I cleared the plaza of everything except the trees, turning it into a large gravel area where you could walk in any direction you wanted. Some new trees were added to remove the patterns made up by the former arrangement. New objects were introduced, like islands, solitary entities, which would not be in the way but which made up a structure and gave the place character. At the entrance to the library I placed a fountain with placidly flowing water and a water surface just above the ground. The broad concrete rim is softly rounded; it is excellent to sit on and even to lie on. The plaza is framed by a pruned beech hedge, which turns pleasantly like a ribbon that you draw through the air with your hand – a dance with a slight delay of the soft folds of the ribbon as it floats through the air.  

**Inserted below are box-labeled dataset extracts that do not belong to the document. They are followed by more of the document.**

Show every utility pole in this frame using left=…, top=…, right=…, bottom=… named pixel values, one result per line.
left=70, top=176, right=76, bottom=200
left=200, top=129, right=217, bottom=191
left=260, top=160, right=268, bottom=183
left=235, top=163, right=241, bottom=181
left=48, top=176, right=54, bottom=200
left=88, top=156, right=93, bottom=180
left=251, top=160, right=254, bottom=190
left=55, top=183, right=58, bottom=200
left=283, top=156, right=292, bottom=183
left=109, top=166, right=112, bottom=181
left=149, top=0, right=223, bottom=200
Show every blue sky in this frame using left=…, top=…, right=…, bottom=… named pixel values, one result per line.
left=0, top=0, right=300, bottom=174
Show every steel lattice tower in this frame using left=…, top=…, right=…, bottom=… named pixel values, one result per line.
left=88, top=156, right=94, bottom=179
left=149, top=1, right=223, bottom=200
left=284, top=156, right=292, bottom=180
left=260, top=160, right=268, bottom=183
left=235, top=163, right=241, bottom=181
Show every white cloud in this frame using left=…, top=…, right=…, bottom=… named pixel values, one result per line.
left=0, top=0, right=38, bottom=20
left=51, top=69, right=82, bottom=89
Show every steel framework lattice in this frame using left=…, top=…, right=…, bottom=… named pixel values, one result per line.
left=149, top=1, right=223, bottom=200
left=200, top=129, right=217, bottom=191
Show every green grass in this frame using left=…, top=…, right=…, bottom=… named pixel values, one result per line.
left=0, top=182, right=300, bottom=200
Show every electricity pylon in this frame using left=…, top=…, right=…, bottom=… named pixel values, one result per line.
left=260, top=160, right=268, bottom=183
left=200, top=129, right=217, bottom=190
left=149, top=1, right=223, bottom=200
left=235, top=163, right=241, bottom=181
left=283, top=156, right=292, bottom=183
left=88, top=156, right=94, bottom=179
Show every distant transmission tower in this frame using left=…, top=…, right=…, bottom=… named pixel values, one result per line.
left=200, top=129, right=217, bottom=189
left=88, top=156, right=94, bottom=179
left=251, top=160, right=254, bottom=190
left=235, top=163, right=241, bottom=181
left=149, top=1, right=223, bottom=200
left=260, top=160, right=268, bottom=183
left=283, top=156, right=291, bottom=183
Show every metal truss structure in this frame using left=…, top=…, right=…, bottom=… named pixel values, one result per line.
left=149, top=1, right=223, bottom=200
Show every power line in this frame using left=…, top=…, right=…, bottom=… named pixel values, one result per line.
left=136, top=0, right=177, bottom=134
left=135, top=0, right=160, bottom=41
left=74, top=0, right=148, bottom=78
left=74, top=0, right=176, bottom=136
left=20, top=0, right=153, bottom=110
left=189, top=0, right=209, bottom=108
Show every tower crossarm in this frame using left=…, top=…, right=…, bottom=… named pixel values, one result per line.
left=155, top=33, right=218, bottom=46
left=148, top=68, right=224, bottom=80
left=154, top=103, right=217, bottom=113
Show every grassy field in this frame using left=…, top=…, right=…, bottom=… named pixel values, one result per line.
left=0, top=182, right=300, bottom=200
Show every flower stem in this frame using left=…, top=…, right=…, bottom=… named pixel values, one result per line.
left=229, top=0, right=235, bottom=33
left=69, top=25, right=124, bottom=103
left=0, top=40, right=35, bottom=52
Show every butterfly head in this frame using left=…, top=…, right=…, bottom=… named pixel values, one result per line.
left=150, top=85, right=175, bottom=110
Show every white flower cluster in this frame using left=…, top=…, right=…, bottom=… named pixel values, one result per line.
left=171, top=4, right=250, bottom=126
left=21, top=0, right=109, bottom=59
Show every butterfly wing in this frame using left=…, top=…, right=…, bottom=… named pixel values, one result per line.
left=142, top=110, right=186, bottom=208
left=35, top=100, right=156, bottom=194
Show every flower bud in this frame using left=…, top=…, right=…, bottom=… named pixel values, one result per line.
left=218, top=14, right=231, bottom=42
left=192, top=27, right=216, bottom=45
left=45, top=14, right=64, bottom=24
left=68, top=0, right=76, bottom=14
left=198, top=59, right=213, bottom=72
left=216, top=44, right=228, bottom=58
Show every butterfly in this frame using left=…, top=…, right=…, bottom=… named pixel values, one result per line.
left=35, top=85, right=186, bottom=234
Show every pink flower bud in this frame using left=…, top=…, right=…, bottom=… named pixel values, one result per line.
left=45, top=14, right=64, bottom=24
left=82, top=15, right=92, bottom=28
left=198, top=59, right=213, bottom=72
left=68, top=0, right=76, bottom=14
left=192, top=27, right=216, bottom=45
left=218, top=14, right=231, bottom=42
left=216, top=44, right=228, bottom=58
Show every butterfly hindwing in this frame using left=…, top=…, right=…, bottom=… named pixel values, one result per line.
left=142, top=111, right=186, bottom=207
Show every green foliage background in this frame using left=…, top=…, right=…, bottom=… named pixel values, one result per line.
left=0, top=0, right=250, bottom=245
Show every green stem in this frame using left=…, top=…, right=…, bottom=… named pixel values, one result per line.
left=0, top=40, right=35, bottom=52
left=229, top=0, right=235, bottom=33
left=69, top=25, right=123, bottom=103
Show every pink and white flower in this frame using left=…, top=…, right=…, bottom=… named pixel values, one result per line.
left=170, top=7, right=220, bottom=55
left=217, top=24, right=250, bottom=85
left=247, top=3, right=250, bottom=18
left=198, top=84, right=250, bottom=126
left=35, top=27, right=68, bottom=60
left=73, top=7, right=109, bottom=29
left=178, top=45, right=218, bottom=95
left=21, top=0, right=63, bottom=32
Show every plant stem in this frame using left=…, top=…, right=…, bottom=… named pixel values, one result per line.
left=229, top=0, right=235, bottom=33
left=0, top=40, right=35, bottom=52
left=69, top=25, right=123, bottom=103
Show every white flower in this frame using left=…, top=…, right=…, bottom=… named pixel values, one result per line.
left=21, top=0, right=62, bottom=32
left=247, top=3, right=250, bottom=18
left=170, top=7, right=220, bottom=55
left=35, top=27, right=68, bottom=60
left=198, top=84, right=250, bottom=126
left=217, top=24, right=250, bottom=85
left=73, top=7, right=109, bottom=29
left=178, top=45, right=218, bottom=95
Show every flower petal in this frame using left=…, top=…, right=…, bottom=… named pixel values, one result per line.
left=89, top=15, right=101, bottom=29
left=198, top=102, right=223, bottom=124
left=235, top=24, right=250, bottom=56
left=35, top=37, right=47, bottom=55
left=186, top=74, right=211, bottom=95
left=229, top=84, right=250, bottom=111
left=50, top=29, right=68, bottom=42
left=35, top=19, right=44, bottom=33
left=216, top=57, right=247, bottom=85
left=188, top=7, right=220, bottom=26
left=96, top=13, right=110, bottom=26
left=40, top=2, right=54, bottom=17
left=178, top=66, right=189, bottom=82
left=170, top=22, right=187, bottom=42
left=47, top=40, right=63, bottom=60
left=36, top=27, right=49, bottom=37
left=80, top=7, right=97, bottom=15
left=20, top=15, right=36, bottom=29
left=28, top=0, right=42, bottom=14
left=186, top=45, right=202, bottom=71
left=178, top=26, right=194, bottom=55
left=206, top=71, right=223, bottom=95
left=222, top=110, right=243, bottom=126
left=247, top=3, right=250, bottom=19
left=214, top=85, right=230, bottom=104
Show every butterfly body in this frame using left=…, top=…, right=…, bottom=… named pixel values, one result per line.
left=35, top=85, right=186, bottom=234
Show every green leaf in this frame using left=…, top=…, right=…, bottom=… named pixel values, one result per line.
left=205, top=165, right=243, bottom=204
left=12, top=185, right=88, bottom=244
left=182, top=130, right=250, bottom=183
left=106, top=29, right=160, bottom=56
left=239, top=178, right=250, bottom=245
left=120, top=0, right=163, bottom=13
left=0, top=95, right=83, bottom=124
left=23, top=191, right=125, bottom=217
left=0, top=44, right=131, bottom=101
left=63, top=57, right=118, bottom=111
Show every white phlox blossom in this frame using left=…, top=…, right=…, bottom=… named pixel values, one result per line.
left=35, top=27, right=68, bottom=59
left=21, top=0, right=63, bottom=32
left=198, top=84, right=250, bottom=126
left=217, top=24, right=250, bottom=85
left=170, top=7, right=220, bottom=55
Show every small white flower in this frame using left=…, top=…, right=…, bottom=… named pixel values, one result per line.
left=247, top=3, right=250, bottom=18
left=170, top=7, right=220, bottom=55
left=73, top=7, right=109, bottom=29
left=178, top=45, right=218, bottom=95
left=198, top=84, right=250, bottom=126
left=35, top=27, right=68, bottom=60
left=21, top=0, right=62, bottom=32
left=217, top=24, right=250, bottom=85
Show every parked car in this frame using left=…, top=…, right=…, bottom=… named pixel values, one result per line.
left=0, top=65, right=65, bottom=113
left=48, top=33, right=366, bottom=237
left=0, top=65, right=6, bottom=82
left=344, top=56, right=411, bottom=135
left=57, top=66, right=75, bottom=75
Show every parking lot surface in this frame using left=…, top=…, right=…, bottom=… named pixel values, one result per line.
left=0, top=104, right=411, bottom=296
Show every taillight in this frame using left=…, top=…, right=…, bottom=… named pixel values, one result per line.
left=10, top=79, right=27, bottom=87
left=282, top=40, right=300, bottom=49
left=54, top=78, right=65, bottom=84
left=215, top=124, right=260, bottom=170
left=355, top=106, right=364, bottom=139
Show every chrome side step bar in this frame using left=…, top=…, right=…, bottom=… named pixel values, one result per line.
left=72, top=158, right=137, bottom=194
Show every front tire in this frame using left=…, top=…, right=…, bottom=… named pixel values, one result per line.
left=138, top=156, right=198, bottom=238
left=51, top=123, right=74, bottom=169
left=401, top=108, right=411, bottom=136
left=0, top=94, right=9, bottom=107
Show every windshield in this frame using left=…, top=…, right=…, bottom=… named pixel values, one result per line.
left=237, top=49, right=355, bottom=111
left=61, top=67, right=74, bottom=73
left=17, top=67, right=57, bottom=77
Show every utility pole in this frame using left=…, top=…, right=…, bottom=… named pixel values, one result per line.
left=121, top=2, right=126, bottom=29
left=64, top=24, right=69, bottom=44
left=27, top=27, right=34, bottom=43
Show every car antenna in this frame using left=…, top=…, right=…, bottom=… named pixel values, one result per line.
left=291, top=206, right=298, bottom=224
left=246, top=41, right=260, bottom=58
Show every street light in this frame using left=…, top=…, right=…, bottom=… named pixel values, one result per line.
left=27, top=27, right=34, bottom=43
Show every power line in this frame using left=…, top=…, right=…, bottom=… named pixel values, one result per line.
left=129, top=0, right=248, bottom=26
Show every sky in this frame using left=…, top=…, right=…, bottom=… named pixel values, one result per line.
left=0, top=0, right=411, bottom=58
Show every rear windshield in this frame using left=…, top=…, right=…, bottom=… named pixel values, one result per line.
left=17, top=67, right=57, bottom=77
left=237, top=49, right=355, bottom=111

Three seven meter high cones make up the sculpture itself. They were constructed from perforated rolled sheets of stainless steel at the city shipyard. At the bottom of every cone there is a source of light. The light is reflected at the top of the cone. The narrow slits in the sheets form screens that overlap each other, making up new patterns resembling the kind of moiré effect you get when looking through the overlapping nylon surfaces of sheer pantyhose. The light lends them a fleeting, magic quality. The cones become ethereal, light and unreal. In the daytime when the sun shines on the metal surfaces they seem very solid, almost obtrusively massive. The project had a low budget, but the clients were wonderful. They all felt that even if there were several buildings around the plaza it should be possible to create a common urban space.